Dinler misin 2 / Bölüm 14

6.4K 461 112
                                    

2 / Bölüm 14: Dört kişilik yuva

Tuna ile geldiğimiz ilk yer Batu ve Selen'in eviydi. Kapılarının önünde el eleydik. Bakışlarımızı birbirimizden ayırmıyor ve gecenin bir yarısı olan saati asla umursamıyorduk.

"Çalalım mı kapıyı?"

"Kendimi hazır hissetmiyorum." dedi Tuna. "Yabancı gözlerle bakmalarından korkuyorum."
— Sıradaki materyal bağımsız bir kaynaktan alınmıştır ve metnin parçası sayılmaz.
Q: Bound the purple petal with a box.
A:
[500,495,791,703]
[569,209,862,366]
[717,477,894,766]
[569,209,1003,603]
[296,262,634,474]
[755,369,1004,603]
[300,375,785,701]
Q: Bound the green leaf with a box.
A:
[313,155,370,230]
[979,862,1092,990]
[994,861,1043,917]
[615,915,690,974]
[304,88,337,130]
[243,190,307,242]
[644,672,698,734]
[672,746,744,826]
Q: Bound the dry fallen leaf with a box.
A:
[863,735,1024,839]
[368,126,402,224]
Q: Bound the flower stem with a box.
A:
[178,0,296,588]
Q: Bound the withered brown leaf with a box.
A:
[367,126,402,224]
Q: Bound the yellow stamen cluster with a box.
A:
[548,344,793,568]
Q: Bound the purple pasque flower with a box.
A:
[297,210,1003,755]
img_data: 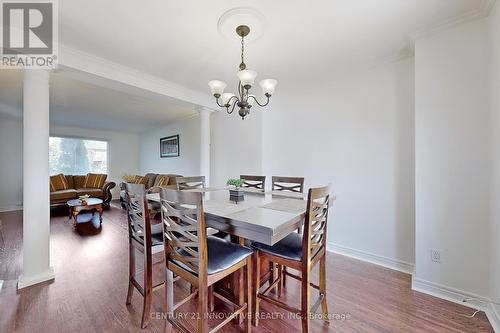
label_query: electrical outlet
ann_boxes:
[431,249,441,264]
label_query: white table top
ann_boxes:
[148,187,307,245]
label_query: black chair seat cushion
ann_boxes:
[173,236,253,275]
[252,232,302,261]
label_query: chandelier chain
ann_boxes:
[241,36,245,68]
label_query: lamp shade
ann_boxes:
[220,93,235,105]
[208,80,227,96]
[247,95,255,107]
[237,69,257,87]
[259,79,278,95]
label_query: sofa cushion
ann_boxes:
[71,175,87,189]
[153,175,170,187]
[50,173,69,192]
[76,188,104,198]
[50,189,78,201]
[83,173,108,188]
[165,173,182,185]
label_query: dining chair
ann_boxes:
[252,186,330,333]
[175,176,205,190]
[160,188,253,333]
[125,183,165,328]
[240,175,266,191]
[269,176,304,296]
[271,176,304,193]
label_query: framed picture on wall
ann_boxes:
[160,134,180,158]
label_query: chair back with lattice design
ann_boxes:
[175,176,205,190]
[160,188,207,274]
[240,175,266,191]
[125,183,152,248]
[272,176,304,193]
[302,185,330,261]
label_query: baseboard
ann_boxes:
[486,304,500,333]
[17,267,56,290]
[327,243,415,274]
[411,276,489,312]
[0,205,23,213]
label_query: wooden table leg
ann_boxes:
[96,205,103,227]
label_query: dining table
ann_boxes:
[147,186,307,245]
[147,186,307,310]
[147,186,334,322]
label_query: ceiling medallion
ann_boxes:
[208,25,278,119]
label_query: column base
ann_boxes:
[17,267,56,290]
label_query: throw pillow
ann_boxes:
[155,176,170,187]
[50,173,69,192]
[83,173,108,188]
[134,175,148,186]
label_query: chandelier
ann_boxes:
[208,25,278,119]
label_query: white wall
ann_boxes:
[0,117,23,211]
[489,3,500,320]
[262,59,414,270]
[140,115,200,176]
[50,125,139,199]
[210,107,270,186]
[0,118,139,205]
[415,20,490,295]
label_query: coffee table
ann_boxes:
[67,198,103,228]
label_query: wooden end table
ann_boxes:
[67,198,103,228]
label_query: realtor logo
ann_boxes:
[0,0,58,68]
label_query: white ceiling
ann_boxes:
[0,70,195,133]
[59,0,481,94]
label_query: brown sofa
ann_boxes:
[120,173,182,208]
[50,175,116,207]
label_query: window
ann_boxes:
[49,137,108,175]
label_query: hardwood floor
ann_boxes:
[0,207,493,333]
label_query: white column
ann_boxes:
[198,108,213,186]
[17,69,54,289]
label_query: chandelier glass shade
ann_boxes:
[208,25,278,119]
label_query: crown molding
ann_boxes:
[409,0,496,41]
[59,45,212,108]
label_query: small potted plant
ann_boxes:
[226,179,245,203]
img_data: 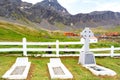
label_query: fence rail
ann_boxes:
[0,38,120,57]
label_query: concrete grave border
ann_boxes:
[2,57,31,80]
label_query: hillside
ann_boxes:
[0,21,79,42]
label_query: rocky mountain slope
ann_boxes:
[0,0,120,30]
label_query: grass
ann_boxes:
[0,55,120,80]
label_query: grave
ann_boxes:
[48,58,73,79]
[78,28,116,76]
[2,57,31,80]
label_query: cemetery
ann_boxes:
[0,28,120,80]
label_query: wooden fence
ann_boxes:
[0,38,120,57]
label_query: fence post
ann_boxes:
[56,40,59,57]
[111,46,114,57]
[23,38,27,56]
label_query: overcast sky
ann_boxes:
[22,0,120,14]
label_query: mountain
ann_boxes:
[0,0,120,30]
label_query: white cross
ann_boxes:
[81,28,94,52]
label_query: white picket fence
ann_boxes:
[0,38,120,57]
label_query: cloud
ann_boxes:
[96,2,120,12]
[22,0,43,4]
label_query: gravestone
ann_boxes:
[79,28,96,65]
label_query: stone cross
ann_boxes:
[81,28,94,52]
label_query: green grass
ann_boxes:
[0,55,120,80]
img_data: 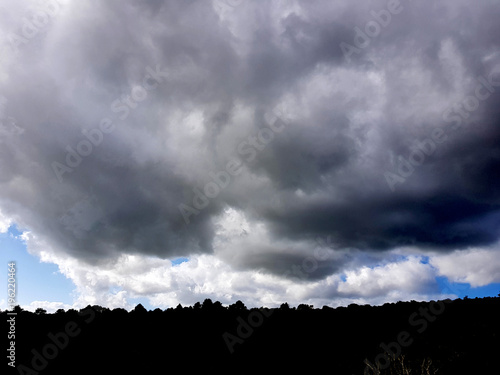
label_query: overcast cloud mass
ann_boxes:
[0,0,500,307]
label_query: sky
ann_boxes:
[0,0,500,311]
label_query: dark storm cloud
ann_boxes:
[0,0,500,278]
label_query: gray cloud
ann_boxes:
[0,0,500,279]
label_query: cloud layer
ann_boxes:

"Tuna." Derin bir nefes verdim. "Bizim gözümüzdeki sen kalıbı hiçbir zaman değişmedi. Yaşadığını öğrendiğimiz günden bu yana Batu sana sarılabilmenin hayalini kuruyor. Sana duyduğu hasretin haddi hesabı yok. Şimdi cesur ol ve çal kapıyı."

"Tamam, çalacağım ama benim hatırladığımı belli etme."

"Ona da mı sürpriz yapacaksın?" diye sordum iğneleyici ses tonumla. Mahcubiyetle gülümsedi.

"Haklısın, ben sürpriz yapmayayım en iyisi." Hemen ardından kapıyı çaldı. Birkaç dakika sonra kapıyı açan Batu sıkıca sarıldı bana.

"Eh be kızım be!" Sırtımı ovarken saçlarımdan öptü. "Aklımız çıktı!"

"Özür dilerim." Az sonra yanımıza gelen Selen de Batu'yu itip sarmaladı beni.

"Geri zekalı! Hamile olsam çocuğum düşerdi!" O da öpücükler kondurdu yüzümün her yerine. "Bavulumuzu topladık. Biz de Ankara'ya gelecektik." O anda boğazını temizledi Tuna.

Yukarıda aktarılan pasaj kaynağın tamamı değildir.